Towards novel treatments for lysosomal storage disorder cystinosis

Cystinosis is a prototypical lysosomal storage disorder (LSD) caused by inactivating mutations in cystinosin (CTNS), a proton-driven cystine transporter located on the surface of the lysosome. Loss of CTNS impairs lysosome-autophagy degradation pathways across multiple organs, with early dysfunction in kidney proximal tubule (PT) cells, leading to progressive multi-organ complications. Current treatment with cysteamine has limited efficacy, poor tolerance, and does not restore PT function — highlighting the need for disease-modifying therapies in children with cystinosis.

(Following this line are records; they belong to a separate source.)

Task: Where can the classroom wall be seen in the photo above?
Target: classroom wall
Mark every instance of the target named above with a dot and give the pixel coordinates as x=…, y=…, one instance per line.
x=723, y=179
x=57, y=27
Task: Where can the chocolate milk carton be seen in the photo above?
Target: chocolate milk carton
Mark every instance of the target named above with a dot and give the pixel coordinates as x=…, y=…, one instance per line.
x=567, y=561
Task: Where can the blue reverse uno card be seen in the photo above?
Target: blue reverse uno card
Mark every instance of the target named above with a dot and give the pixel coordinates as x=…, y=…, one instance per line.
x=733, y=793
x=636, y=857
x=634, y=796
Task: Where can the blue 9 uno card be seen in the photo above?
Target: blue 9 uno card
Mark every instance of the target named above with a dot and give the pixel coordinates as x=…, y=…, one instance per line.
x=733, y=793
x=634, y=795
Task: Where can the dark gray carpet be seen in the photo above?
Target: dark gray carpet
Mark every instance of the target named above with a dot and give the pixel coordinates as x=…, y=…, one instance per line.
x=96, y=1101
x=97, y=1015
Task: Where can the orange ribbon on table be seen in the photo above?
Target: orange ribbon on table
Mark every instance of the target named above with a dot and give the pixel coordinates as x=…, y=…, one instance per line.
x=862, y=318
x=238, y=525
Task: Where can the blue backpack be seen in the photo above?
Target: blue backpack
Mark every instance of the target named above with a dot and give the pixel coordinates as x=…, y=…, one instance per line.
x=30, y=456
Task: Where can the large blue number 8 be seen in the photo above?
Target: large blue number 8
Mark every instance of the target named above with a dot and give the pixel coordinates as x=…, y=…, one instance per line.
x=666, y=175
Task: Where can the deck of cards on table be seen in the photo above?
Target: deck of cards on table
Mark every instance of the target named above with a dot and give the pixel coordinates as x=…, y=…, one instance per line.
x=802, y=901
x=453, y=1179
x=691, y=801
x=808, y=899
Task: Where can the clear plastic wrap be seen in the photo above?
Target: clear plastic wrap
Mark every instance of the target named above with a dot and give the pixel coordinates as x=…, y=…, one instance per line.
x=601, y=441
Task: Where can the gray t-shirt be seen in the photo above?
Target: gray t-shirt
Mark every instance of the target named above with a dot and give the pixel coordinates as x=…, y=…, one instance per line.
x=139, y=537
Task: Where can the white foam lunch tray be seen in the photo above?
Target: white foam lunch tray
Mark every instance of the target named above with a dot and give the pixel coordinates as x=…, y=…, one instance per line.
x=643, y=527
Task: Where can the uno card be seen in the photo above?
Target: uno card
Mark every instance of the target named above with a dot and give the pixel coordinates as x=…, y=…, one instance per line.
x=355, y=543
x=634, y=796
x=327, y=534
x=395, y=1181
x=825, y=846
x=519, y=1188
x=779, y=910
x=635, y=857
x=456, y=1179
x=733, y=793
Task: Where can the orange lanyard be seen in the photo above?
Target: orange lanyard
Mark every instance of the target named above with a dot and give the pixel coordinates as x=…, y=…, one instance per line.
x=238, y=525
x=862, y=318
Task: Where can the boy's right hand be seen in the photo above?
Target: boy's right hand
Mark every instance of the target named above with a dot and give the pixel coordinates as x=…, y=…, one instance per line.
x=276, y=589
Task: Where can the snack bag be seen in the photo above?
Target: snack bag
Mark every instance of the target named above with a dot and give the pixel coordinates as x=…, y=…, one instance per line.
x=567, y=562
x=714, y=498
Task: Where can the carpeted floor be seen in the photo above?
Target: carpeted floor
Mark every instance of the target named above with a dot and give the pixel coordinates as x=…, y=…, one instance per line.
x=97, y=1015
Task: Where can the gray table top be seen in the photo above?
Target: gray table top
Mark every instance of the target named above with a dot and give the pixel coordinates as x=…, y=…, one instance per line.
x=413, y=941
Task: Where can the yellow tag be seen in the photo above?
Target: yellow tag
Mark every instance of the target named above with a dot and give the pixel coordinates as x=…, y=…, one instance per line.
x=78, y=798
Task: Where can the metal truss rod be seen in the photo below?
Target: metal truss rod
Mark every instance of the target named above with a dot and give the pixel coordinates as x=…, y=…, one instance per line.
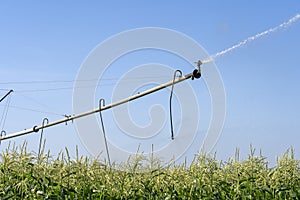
x=195, y=74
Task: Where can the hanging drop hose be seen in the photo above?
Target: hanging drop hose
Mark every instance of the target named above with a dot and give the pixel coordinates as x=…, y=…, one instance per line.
x=45, y=121
x=195, y=74
x=103, y=130
x=170, y=103
x=3, y=133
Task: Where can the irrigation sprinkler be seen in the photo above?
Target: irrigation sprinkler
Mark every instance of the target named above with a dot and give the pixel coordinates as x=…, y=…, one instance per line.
x=195, y=74
x=10, y=91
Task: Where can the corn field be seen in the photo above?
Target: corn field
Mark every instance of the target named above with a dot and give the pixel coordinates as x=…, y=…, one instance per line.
x=25, y=175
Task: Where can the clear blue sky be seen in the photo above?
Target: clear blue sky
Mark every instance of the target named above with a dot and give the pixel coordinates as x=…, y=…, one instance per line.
x=50, y=40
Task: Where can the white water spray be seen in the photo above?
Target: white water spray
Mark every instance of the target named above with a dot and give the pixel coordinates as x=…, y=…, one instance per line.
x=250, y=39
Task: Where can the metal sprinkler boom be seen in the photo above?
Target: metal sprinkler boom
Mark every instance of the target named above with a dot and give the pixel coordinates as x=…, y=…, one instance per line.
x=195, y=74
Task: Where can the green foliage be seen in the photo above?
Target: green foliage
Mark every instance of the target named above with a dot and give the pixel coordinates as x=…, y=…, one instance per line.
x=24, y=175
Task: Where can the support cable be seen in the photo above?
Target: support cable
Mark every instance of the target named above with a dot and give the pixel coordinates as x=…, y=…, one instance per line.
x=194, y=74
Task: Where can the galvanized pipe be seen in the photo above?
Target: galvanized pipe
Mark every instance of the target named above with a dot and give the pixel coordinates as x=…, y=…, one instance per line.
x=70, y=118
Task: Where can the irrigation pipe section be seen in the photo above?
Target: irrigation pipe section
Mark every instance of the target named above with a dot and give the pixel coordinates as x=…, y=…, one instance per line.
x=195, y=74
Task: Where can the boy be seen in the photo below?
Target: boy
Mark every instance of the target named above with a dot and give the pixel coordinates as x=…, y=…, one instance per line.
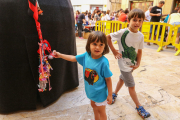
x=130, y=42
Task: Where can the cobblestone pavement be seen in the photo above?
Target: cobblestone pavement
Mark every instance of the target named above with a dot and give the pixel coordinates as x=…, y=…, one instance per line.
x=157, y=86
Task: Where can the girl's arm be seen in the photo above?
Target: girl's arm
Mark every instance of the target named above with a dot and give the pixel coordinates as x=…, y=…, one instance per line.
x=71, y=58
x=139, y=55
x=109, y=86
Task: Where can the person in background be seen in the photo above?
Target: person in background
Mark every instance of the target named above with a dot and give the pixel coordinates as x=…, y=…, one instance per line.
x=112, y=16
x=76, y=17
x=93, y=14
x=123, y=16
x=89, y=15
x=107, y=15
x=100, y=13
x=96, y=16
x=103, y=18
x=86, y=18
x=175, y=10
x=80, y=21
x=147, y=14
x=174, y=19
x=131, y=43
x=155, y=13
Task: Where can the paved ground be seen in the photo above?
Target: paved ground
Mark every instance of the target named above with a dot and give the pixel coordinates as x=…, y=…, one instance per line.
x=157, y=85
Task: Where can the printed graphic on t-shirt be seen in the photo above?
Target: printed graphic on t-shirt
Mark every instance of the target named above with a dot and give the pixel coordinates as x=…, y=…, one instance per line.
x=129, y=54
x=91, y=76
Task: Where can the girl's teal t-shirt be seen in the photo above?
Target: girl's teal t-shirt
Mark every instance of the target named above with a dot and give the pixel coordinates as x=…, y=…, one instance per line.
x=95, y=71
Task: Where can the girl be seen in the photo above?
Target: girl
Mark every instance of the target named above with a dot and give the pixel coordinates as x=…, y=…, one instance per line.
x=97, y=75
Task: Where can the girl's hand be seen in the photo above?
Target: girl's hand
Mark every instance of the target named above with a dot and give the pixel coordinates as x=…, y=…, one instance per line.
x=117, y=54
x=56, y=54
x=134, y=67
x=109, y=99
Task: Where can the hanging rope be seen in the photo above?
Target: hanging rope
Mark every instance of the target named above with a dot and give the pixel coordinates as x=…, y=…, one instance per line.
x=44, y=67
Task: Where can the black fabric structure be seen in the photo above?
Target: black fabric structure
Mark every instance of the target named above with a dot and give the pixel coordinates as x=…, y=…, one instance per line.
x=19, y=58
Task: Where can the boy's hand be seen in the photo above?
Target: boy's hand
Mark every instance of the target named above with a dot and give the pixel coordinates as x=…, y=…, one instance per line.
x=109, y=99
x=134, y=67
x=56, y=54
x=117, y=55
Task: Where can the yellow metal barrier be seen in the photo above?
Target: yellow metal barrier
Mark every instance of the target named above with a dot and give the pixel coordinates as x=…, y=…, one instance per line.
x=112, y=26
x=177, y=45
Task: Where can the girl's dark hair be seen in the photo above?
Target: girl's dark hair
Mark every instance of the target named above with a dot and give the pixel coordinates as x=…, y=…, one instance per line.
x=136, y=12
x=99, y=36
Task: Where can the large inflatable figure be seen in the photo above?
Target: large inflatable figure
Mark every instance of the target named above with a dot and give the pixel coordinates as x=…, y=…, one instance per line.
x=19, y=60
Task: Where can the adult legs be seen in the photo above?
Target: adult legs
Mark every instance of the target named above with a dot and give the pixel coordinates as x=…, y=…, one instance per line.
x=99, y=111
x=133, y=95
x=119, y=85
x=79, y=29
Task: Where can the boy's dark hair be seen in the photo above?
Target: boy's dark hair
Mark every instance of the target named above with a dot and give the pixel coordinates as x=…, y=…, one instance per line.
x=161, y=2
x=136, y=13
x=99, y=36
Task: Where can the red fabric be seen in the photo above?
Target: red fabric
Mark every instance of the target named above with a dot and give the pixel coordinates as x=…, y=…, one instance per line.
x=122, y=17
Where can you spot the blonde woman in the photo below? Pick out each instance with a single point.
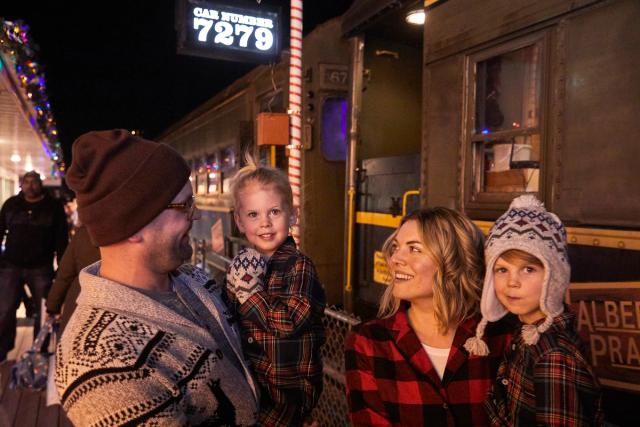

Our proof-of-concept studies demonstrate that inhibiting the overactive mTORC1 pathway, downstream of CTNS loss and cystine storage, can rescue disease phenotypes in preclinical models of cystinosis. However, existing mTORC1 inhibitors lack specificity and cause toxicity, underscoring the need for safer, targeted approaches to restore physiological homeostasis in cystinosis.

To address this therapeutic gap, we integrate preclinical models of cystinosis (mouse, nematode, rat, and zebrafish), physiologically relevant cell systems, and organelle-based function assays with artificial intelligence(AI)-powered drug discovery and screening platforms. Our key aims are to:

1. Identify selective mTORC1 modulators through repurposable drug and natural product screens;
2. Discover novel therapeutics using AI-driven drug design and clinical trial success prediction;
3. Develop a first-in-human clinical trial protocol to test promising repurposable candidates in children with cystinosis.

By combining advanced AI-enabled technologies with a comprehensive cross-species screening and validation pipeline, our goal is to accelerate the development of safe, targeted, effective therapies for cystinosis — and potentially other lysosomal disorders — ultimately delivering meaningful clinical benefit to affected children.